Visione d'insieme
Partiamo dalle città metropolitane per riformare il governo del territorio
“Non c’è sovranità nella solitudine” ha detto Mario Draghi nel suo discorso in Senato. Una frase che riassume molto bene quel che penso rispetto alla necessità di costruire politiche sovranazionali e iniziative transnazionali come unica possibilità di risposta ad ogni questione sul tavolo della politica dei nostri Stati. Una frase che contiene oltre mezzo secolo di lotte per gli Stati Uniti d’Europa che hanno unito Altiero Spinelli, Marco Pannella, Emma Bonino e ciascuno di noi che si batte da sempre per avere più Europa e non meno Europa.
Guardando questa frase e provando a coniugarla con livelli territoriali e amministrativi più piccoli, il significato resta limpido. Siamo davanti alla prossima tornata elettorale amministrativa che vedrà molti grandi comuni andare al voto; tra questi: Roma, Milano, Bologna, Napoli, Palermo e la mia Torino. Le forze politiche e chi, come il sottoscritto, aspira a candidarsi alla guida della città, stanno approntando programmi e costruendo visioni per il futuro. Io sono convinto che, in ognuna di queste città, il punto di partenza dovrebbe essere la sfida di immaginare ogni problematica da affrontare in un’ottica di area metropolitana.
Come si può pensare di progettare un nuovo modello di città, dal punto di vista della sostenibilità ambientale e dei trasporti, dal punto di vista della gestione dei servizi ai cittadini, dello sviluppo culturale e turistico, della cura degli edifici scolastici e degli investimenti, per creare condizioni favorevoli all’arrivo di finanziamenti e imprese, senza ragionare in un’ottica di area vasta?

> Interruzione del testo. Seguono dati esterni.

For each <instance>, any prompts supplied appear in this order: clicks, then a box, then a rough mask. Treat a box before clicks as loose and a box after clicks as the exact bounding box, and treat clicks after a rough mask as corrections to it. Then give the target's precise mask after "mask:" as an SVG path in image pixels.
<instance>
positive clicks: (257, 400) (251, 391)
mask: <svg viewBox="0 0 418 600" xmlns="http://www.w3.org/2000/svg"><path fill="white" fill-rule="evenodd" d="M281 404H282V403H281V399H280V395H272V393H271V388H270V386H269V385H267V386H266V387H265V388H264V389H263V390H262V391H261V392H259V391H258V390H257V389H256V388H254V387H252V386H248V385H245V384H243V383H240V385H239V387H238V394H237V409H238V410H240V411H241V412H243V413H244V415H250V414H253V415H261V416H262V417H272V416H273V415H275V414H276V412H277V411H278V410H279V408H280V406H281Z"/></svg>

Come è possibile guardare solo dentro i confini del capoluogo? La piccola-grande rivoluzione che dobbiamo fare è acquisire la piena consapevolezza che non c’è sovranità nella solitudine e non c’è soluzione possibile guardando solo il proprio ombelico, senza fare i conti con dinamiche complesse che travalicano ampiamente i confini di un comune, per quanto grande esso sia.
Il “caso Torino” è emblematico. Chi elegge il sindaco di Torino (850.000 abitanti) elegge in automatico il sindaco metropolitano che comprende un territorio vastissimo che conta ben 312 comuni e 2.250.000 abitanti. Senza entrare nella irragionevole (e incostituzionale a mio avviso) modalità di elezione che mette nelle mani di una minoranza l’elezione di un sindaco metropolitano per la maggioranza degli abitanti, resta completamente da attivare la potenzialità delle funzioni della città metropolitana. Funzioni che devono innanzitutto svolgersi nel coordinamento e nella costruzione di politiche condivise tra i grandi comuni che circondano il capoluogo e il capoluogo stesso.
Politiche che devono sapere differenziare le esigenze dell’area urbanizzata con le esigenze rurali e montane delle aree periferiche che sono e saranno sempre più elemento centrale di sviluppo dell’economia verde di oggi e di domani. Dobbiamo in sostanza riformare il concetto di governo del territorio ampliando la visione nello spazio e nel tempo, ragionando su aree vaste e su periodi di programmazione che devono travalicare i 5 anni di consiliatura. Chiunque si approcci alle prossime elezioni senza avere ben chiare queste esigenze non farà un buon servizio alle città e agli elettori, per qualsiasi parte politica si candidi.